О детях какого возраста идет речь? Это семь или, например, четырнадцать лет?
Мы начали работать в 2002 году, тогда мы организовали наш первый лагерь для детей с 13 до 16 лет. С такими детьми уже можно общаться на интеллектуальном уровне. Потом мы осознали, что нужно начинать раньше и сейчас в наш лагерь приезжают дети с 8-9 лет. В Тбилиси, после войны, мы организовали группу в детском саду, от 3 до 6 лет, где пытались между грузинскими, еврейскими и другими детьми работать на таком уровне. Это тяжелый уровень, но в нем что-то есть. Так вот, мы осознали, что чем раньше мы начинаем работать с детьми, тем лучший у нас результат, мы пытаемся измерять то, что мы делаем, и главное, что в этом есть - это то, что в 2002 году мы вышли на методику, которую мы называем методикой погружения в жизнь других народов.
А что это за методика, это ваша собственная или какая-то известная и используемая в мире?
Нет, мы сами ее придумали. Эта идея у нас возникла во время мозгового штурма, и она нам очень понравилась. Она оказалась плодотворной, во-первых, в теоретическом плане, поскольку была отличной от советского метода, который был более поверхностным (где дети учили песню или танец другого народа и демонстрировали это остальным), у нас метод был более глубоким.
Умение жить вместе?
Это даже не сожительство. Это отождествление себя с другими. То есть когда у нас «польский» день, весь лагерь погружается в польскую жизнь, все становятся католиками, даже административный персонал. Они утром встают под звуки польского гимна, звучит польский язык, польские песни, они изучают польскую историю, традицию, фольклор.
И все это на протяжении одного дня, все в один день?
Да. И спорт, и кухня – все польское в этот день. И даже дискотека, хотя мне тяжело давалась война с Бритни Спирс. Это – Польша до последнего момента. Мы – польский народ, и мы живем, как поляки. Для детей это очень интересно, это их захватывает. Это – театр, а они все любят играть. Это – игра и для взрослых, и для малышей. И вот когда ты погружаешься в эту жизнь и начинаешь отождествлять себя с другими, ты где-то в душе становишься другим. Это очень раскрашено эмоциональным фоном. Детям хорошо, они все активны. Я считаю, что такое погружение помогает: дети бывают румынами, русскими, евреями, украинцами и так далее. За одну смену мы проходим 15-16 национальных дней, плюс несколько дней оставляем для универсального воспитания: День Прав Человека, День Независимости Украины, День памяти трагедий, которые произошли у каждого народа, и это важно, потому что мы увидели в конце 90-х годов, что каждая нация культивирует свою трагедию. Измерить трагедию невозможно, и не нужно считать, сколько было жертв. Это – трагедия. Это – важный фактор идентичности народа, и невозможно понять крымского татарина, если не знаешь о депортации и не почувствовал это на себе.
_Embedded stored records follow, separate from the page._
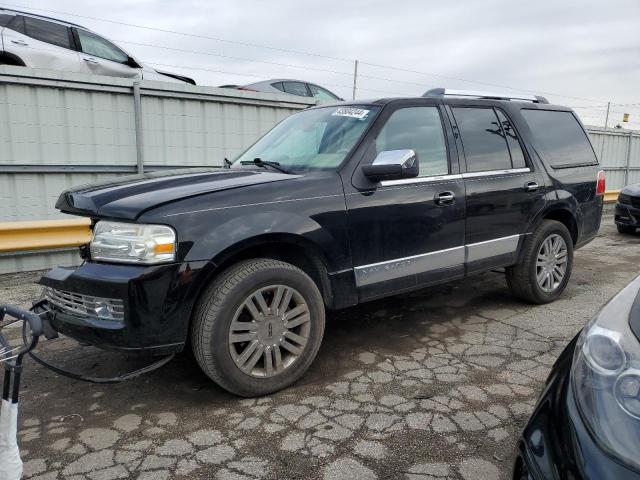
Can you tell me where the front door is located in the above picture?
[345,102,465,300]
[451,106,545,273]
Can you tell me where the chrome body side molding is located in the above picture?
[465,235,522,263]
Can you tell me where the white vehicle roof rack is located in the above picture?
[422,88,549,103]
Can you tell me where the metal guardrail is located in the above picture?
[0,190,620,253]
[0,218,91,252]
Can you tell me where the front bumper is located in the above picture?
[615,202,640,227]
[40,261,212,355]
[513,336,640,480]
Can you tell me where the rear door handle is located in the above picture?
[434,192,456,205]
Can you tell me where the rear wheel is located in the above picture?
[506,220,573,304]
[616,223,636,233]
[191,259,325,396]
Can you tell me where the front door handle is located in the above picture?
[434,192,456,205]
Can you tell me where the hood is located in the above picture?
[620,183,640,197]
[56,168,297,220]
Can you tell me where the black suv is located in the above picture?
[41,89,604,396]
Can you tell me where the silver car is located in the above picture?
[222,78,343,102]
[0,8,195,85]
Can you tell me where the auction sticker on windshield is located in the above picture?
[331,107,371,120]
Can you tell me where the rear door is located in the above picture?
[346,102,464,300]
[73,28,142,78]
[451,106,545,273]
[2,15,80,72]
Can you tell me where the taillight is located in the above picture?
[596,170,606,196]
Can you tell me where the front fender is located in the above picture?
[185,211,348,272]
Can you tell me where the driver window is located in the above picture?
[376,107,449,177]
[77,29,129,63]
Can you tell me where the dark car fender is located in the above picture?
[142,196,357,307]
[518,191,583,263]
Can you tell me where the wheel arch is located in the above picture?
[198,233,334,307]
[516,204,580,263]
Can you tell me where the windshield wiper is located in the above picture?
[240,158,289,173]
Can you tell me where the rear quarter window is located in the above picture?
[522,110,598,168]
[0,13,13,28]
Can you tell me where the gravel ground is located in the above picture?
[0,217,640,480]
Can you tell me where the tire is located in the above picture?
[616,223,636,233]
[191,258,325,397]
[506,220,573,304]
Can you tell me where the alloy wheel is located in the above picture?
[229,285,311,378]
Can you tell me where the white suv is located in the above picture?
[0,8,195,85]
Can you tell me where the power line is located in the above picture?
[114,40,353,76]
[0,2,353,63]
[145,62,406,96]
[0,2,636,103]
[114,40,440,88]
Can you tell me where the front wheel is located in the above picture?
[506,220,573,304]
[191,259,325,397]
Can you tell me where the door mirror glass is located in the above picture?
[362,149,420,182]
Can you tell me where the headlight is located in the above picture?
[90,220,176,265]
[571,277,640,469]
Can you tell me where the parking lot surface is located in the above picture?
[0,216,640,480]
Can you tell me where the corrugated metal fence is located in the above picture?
[0,66,315,273]
[587,127,640,190]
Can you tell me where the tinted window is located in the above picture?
[282,82,309,97]
[522,110,598,167]
[309,83,338,100]
[0,13,13,27]
[496,110,527,168]
[376,107,449,177]
[7,15,24,35]
[77,29,129,63]
[452,108,511,172]
[24,17,71,48]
Я шутил с нашими методистами и воспитателями, что нам нужно перед крымскотатарским днем всех в три часа ночи сорвать, погрузить в машины и куда-то отправить. Это – чувство вот этой трагедии: когда тебя срывают с места, с твоей родины и неизвестно куда отсылают.
То есть, тут нет соревнований между собой, чья нация пережила более страшную трагедию, кто-то Холокост, кто-то Голодомор, кто-то депортацию, тут все ощущается на себе, так?
Мы сочувствуем каждому. В этот день мы на себе испытываем одну трагедию, в другой день испытываем другую трагедию, и когда мы все испытываем на себе на протяжении двух-трех недель, мы становимся более толерантными к чувствам других, и это работает. Наши данные, которые мы собираем в начале лагеря и в конце, показывают, что есть определенный «лаг» (lag) в эту сторону есть.
А как происходит измерение, тут тоже какая-то специальная методика используется?
Есть российская методика, разработанная психологом Солдатовой, которая позволяет измерять индекс толерантности. И, например, мы делали контрольные измерение в другом, не нашем, лагере, и во-первых, мы увидели, что наши дети толерантнее по приезде, потому что перед приездом они проходят определенную воспитательную программу. И рост индекса толерантности был 3-4%. Во второй раз – это уже не так. Когда ребенок приезжает на следующий год, он уже не настолько увеличивает свой индекс толерантности, как в первый год. Поэтому мы думаем, чем занять детей, которые уже побывали в нашем лагере, хотя мы и пытаемся хотя бы на половину сменить состав детей.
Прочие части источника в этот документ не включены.